In my estimation, Kojonen has contributed significantly to rehabilitating biological design, and opened up interesting, new ways in which a design perspective might interact with ongoing scientific developments.


I would like to thank Rope Kojonen and Zachary Ardern for organizing and hosting the symposium at which this paper was presented and participants for helpful discussions.


  1. Here, following Kojonen, the assumption is that evolution is accepted as an explanation, though of course, one could also approach the question based on the assumption that design is accepted.
  2. A further aspect to explanatory cost concerns the extent to which evolution depends on design: the greater the dependence, the lower the cost. There are two different ways to explore Kojonen's argument in the context of conjunctive explanations depending on what exactly is meant be the term “evolution.” Here, I have taken it to refer to a range of evolutionary mechanisms that would be limited in their ability to explain the relevant evidence were it not for additional preconditions and laws of form. Alternatively, it could be understood to mean a range of evolutionary mechanisms plus the preconditions and laws of form. Understanding it in the latter way would be very relevant to reducing the cost, but given my approach I will exclude it since that seems to involve double counting.
  3. Kojonen also refers to this in terms of a causal chain (151) and that God as the ultimate explanation works through evolution (149). This would pose a problem for analyzing his argument as a conjunctive explanation if evolution screens design off from the explanandum (biological teleology), so that biological teleology would be probabilistically independent of design given evolution and this would mean that there would be no explanatory gain. However, this does not seem to be what Kojonen has in mind (see his discussion of explaining away, 151–52). If I understand him correctly, his view is that while design operates via evolution, it does so in such a way that the probability of biological teleology is greater when both design and evolution are taken into account. See also note 2.
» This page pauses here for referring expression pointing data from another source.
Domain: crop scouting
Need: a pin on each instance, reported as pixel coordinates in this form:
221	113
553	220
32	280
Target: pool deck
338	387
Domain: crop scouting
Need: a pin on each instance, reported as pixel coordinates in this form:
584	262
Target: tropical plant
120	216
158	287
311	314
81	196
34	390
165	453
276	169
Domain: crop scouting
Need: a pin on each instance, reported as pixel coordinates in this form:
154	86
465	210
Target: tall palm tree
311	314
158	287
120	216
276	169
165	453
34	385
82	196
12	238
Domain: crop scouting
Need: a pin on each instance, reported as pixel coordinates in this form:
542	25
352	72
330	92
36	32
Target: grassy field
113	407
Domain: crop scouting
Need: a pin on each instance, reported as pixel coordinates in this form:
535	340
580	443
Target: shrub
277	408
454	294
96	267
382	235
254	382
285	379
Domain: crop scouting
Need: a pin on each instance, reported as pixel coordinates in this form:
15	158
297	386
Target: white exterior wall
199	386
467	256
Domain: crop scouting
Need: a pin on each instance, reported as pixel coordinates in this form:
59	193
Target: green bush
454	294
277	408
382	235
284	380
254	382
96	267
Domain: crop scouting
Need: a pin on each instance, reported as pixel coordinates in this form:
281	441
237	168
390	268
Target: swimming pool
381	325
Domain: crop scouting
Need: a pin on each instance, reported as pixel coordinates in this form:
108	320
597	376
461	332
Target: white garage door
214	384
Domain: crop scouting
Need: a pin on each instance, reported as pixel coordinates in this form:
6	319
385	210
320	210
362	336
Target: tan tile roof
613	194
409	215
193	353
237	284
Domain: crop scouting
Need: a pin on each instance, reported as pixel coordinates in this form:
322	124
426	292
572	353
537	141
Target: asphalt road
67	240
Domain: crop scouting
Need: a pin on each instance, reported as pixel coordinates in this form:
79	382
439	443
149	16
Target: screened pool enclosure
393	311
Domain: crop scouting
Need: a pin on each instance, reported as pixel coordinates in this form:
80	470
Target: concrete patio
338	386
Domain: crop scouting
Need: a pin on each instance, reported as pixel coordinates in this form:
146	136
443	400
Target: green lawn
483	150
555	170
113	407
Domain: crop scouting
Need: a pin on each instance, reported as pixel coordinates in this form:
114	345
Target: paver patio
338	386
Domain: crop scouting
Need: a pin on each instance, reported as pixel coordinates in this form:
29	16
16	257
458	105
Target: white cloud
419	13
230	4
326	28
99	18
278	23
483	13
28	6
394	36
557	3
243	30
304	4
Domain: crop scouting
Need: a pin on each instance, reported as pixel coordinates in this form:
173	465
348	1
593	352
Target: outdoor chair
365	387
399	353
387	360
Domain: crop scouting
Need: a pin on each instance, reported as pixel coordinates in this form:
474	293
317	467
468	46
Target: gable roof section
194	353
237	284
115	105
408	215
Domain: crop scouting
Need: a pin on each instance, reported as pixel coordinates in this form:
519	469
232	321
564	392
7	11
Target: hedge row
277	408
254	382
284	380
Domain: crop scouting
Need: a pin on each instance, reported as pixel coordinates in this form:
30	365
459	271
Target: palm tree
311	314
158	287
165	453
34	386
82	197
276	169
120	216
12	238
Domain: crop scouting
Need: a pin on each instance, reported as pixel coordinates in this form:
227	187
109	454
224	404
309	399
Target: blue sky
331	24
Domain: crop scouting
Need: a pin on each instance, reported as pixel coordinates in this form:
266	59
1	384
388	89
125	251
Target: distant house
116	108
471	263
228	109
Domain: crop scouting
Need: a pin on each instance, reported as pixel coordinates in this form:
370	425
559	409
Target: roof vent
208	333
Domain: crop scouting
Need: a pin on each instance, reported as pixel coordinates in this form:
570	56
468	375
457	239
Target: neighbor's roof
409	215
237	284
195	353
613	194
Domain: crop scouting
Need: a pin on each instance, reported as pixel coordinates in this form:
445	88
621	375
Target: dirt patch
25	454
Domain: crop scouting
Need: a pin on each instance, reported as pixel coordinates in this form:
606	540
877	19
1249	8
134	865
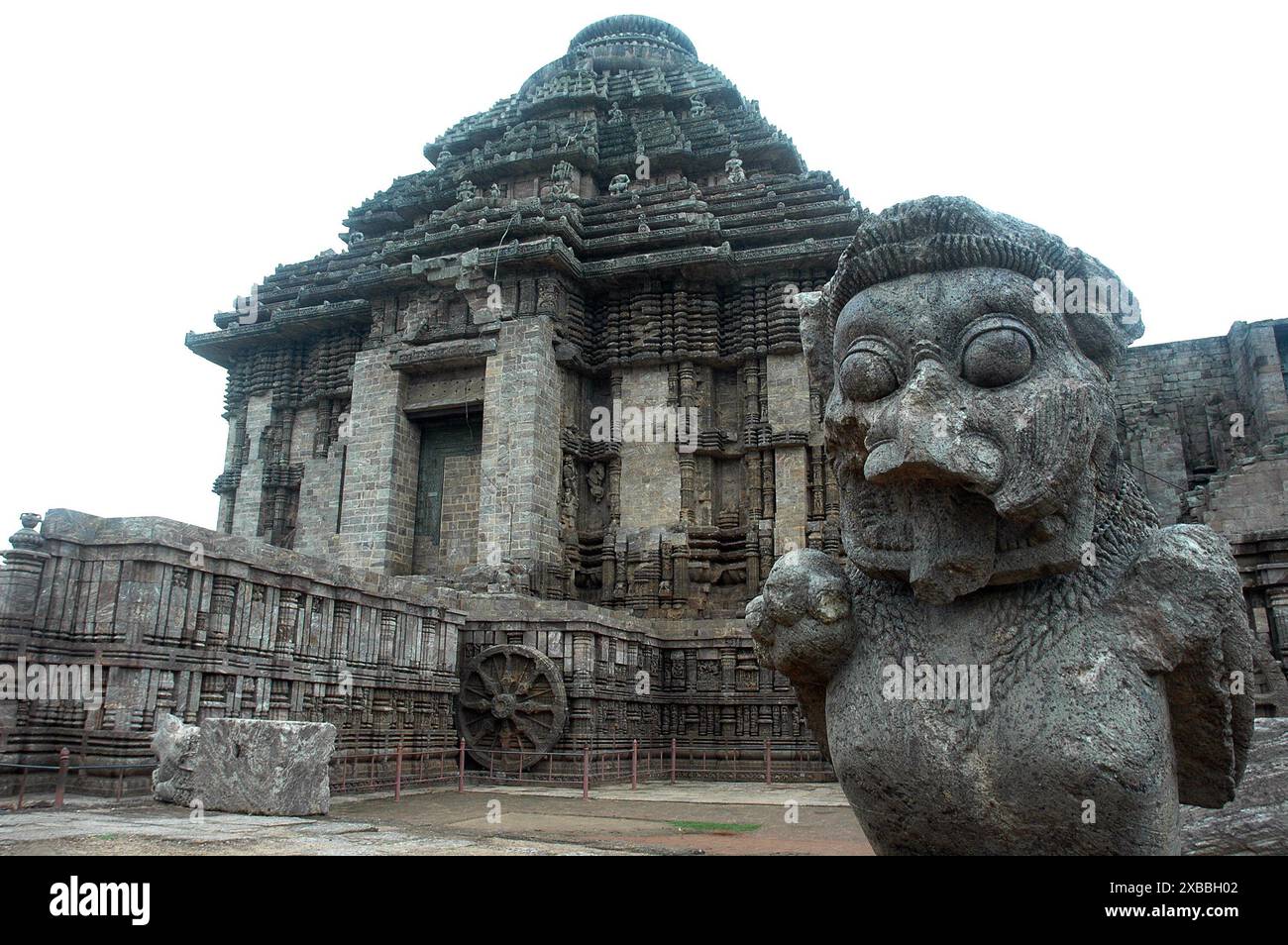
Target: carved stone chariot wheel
511	707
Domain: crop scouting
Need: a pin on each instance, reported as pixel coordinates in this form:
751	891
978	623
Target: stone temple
550	407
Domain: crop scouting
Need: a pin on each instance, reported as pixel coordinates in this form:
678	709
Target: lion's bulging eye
997	357
868	373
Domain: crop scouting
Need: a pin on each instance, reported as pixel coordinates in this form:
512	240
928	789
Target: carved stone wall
200	625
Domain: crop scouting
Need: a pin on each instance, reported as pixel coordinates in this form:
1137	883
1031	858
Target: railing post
398	773
60	785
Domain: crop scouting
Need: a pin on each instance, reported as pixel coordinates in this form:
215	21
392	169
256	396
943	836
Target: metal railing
649	764
63	769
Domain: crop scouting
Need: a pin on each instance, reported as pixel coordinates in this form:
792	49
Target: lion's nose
926	438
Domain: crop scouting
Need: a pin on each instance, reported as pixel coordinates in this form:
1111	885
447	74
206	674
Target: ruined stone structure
417	469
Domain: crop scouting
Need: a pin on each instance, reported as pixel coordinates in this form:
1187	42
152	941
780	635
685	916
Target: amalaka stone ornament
1016	658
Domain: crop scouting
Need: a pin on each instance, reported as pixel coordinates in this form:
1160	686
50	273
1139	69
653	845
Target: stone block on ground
261	766
1256	820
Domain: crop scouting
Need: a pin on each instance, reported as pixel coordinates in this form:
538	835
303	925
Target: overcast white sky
161	158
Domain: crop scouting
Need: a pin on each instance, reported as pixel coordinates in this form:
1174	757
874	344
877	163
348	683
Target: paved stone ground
662	819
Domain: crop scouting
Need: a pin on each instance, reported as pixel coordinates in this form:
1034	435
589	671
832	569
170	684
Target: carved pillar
581	692
686	434
340	625
287	623
223	593
20	577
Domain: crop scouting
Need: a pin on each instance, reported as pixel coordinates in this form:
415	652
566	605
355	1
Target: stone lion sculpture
1016	657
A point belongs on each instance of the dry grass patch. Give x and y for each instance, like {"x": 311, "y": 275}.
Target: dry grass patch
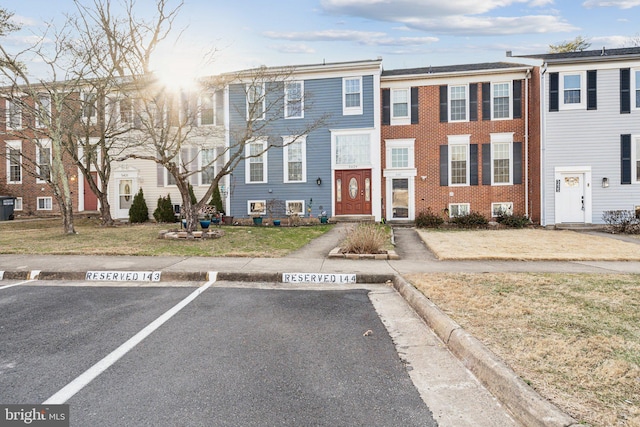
{"x": 574, "y": 338}
{"x": 527, "y": 245}
{"x": 46, "y": 237}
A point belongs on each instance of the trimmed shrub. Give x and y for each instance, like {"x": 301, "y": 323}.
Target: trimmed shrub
{"x": 164, "y": 211}
{"x": 429, "y": 219}
{"x": 138, "y": 212}
{"x": 366, "y": 239}
{"x": 622, "y": 221}
{"x": 471, "y": 220}
{"x": 513, "y": 220}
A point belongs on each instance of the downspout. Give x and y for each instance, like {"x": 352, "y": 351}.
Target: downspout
{"x": 526, "y": 142}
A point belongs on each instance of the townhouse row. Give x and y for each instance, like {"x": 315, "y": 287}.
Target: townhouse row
{"x": 558, "y": 141}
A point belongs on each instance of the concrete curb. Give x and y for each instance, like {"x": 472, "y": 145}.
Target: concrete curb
{"x": 526, "y": 405}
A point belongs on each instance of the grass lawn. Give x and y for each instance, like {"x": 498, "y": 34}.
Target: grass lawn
{"x": 46, "y": 237}
{"x": 575, "y": 338}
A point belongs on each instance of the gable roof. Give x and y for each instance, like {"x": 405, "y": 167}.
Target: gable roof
{"x": 453, "y": 69}
{"x": 587, "y": 55}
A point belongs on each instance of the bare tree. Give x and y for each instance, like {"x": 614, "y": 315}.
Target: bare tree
{"x": 578, "y": 44}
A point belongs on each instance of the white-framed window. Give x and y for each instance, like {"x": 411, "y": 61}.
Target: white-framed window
{"x": 256, "y": 99}
{"x": 43, "y": 108}
{"x": 45, "y": 203}
{"x": 295, "y": 159}
{"x": 458, "y": 209}
{"x": 295, "y": 207}
{"x": 14, "y": 162}
{"x": 503, "y": 208}
{"x": 208, "y": 159}
{"x": 400, "y": 154}
{"x": 400, "y": 106}
{"x": 635, "y": 75}
{"x": 501, "y": 158}
{"x": 43, "y": 159}
{"x": 256, "y": 161}
{"x": 459, "y": 169}
{"x": 572, "y": 90}
{"x": 458, "y": 105}
{"x": 256, "y": 207}
{"x": 207, "y": 109}
{"x": 352, "y": 95}
{"x": 352, "y": 149}
{"x": 89, "y": 106}
{"x": 293, "y": 100}
{"x": 14, "y": 114}
{"x": 501, "y": 100}
{"x": 635, "y": 159}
  4. This would place more emphasis on contingency, which could give rise to a different approach to design, see “Contingency, Guidance, and Gaps” section.
  5. The use of the word “necessary” might suggest that his argument is indifferent between direct guidance and secondary causation, like Gray's argument, but this would be misleading since he rejects Gray's direct guidance option and all his focus in terms of the BDA is on secondary causation.
  6. Divine guidance would not need to be restricted to guiding mutations, but presumably the same point would apply to other ways in which it might occur.